Berlin – Komunitas muslim di Jerman merasa khawatir akan keselamatan mereka menyusul serangan teroris di dua masjid di kota Christchurch, New Zealand (Selandia Baru).

“Sejak serangan di dua masjid di New Zealand, para anggota komunitas kami menelepon kami untuk mendapatkan informasi mengenai situasi keamanan di Jerman,” ujar Burhan Kesici, Ketua Dewan Islam untuk Republik Federal Jerman.

“Banyak muslim cemas akan situasi dan mereka takut bahwa sesuatu yang mirip dengan serangan di Selandia Baru tersebut mungkin juga terjadi di sini,” imbuhnya dalam sebuah statemen seperti dilansir media Turki, Anadolu Agency, Selasa (19/3/2019).


Sebanyak 50 orang tewas dan puluhan lainnya luka-luka dalam penembakan brutal yang terjadi di dua masjid di kota Christchurch pekan lalu. Pelakunya diidentifikasi sebagai Brenton Tarrant, warga Australia berumur 28 tahun.

Kesici mengatakan bahwa beberapa tahun terakhir, insiden serangan verbal dan fisik terhadap muslim meningkat signifikan di Jerman. Tak pelak lagi, pembantaian mengerikan di Christchurch telah meningkatkan ketakutan dan kecemasan di kalangan komunitas muslim di negara tersebut.

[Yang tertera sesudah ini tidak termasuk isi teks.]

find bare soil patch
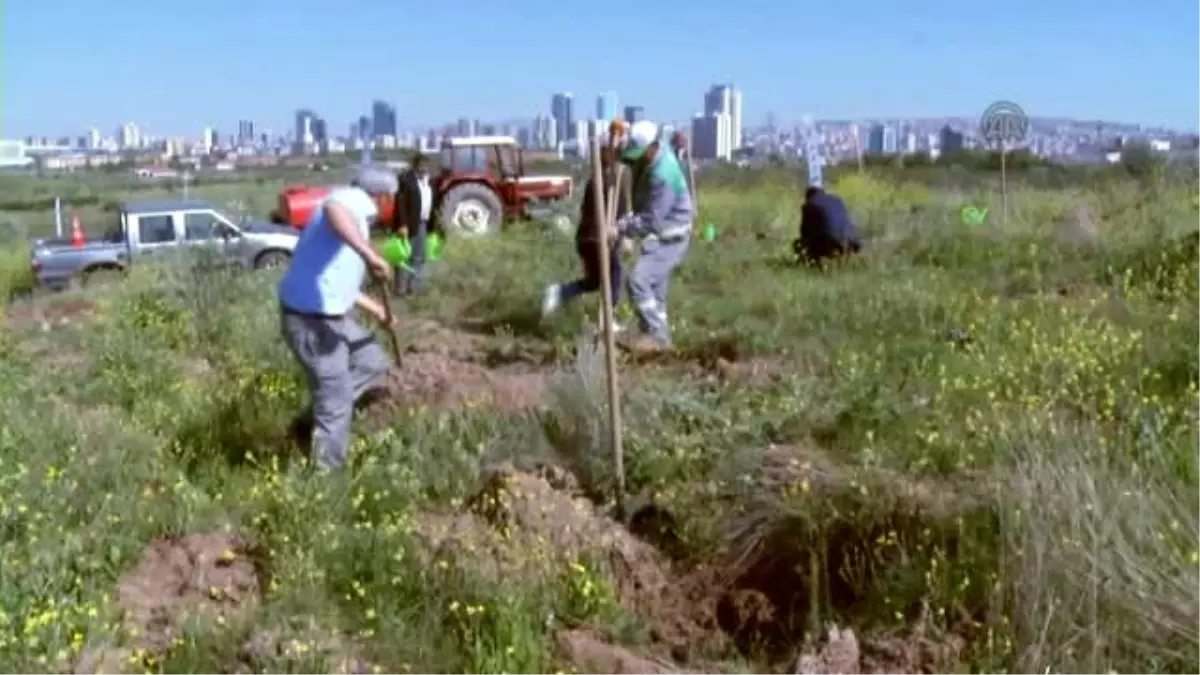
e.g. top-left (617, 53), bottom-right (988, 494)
top-left (4, 296), bottom-right (98, 331)
top-left (366, 322), bottom-right (550, 415)
top-left (115, 532), bottom-right (261, 652)
top-left (554, 628), bottom-right (689, 674)
top-left (413, 465), bottom-right (725, 657)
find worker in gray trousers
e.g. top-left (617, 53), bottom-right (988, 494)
top-left (613, 120), bottom-right (694, 354)
top-left (277, 165), bottom-right (398, 471)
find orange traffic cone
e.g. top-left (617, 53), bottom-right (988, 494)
top-left (70, 213), bottom-right (85, 248)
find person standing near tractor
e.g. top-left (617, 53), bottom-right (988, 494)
top-left (392, 154), bottom-right (435, 296)
top-left (613, 120), bottom-right (693, 355)
top-left (541, 143), bottom-right (632, 327)
top-left (277, 165), bottom-right (398, 472)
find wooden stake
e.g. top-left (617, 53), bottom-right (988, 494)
top-left (684, 135), bottom-right (699, 209)
top-left (375, 279), bottom-right (403, 366)
top-left (589, 135), bottom-right (626, 521)
top-left (1000, 143), bottom-right (1009, 229)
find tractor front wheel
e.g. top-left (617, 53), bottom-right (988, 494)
top-left (440, 184), bottom-right (503, 238)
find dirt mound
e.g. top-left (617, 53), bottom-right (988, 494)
top-left (413, 466), bottom-right (721, 653)
top-left (793, 624), bottom-right (966, 674)
top-left (380, 355), bottom-right (545, 411)
top-left (555, 628), bottom-right (689, 674)
top-left (369, 321), bottom-right (548, 413)
top-left (115, 532), bottom-right (260, 652)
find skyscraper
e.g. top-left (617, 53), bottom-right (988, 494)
top-left (295, 109), bottom-right (317, 146)
top-left (596, 91), bottom-right (618, 121)
top-left (702, 84), bottom-right (743, 159)
top-left (551, 93), bottom-right (574, 148)
top-left (623, 106), bottom-right (645, 124)
top-left (866, 124), bottom-right (885, 154)
top-left (372, 100), bottom-right (397, 138)
top-left (237, 120), bottom-right (255, 145)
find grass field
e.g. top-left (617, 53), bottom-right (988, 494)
top-left (0, 168), bottom-right (1196, 674)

Kesici pun meminta para politisi untuk mengambil sikap yang jelas terhadap meningkatnya Islamofobia dan rasisme dan mengambil langkah-langkah yang diperlukan.

Anadolu Agency melaporkan, Kepolisian Jerman mencatat 578 kejahatan kebencian terhadap muslim antara Januari dan September 2018 lalu. Setidaknya 40 muslim terluka dalam serangan-serangan, yang sebagian besar dilakukan oleh para ekstremis sayap kanan.

Jerman yang berpenduduk lebih dari 81 juta jiwa, memiliki populasi muslim terbesar kedua di Eropa Barat setelah Prancis. Hampir 4,7 juta jiwa warga muslim bermukim di Jerman, dengan sekitar 3 juta jiwa di antaranya berasal dari Turki.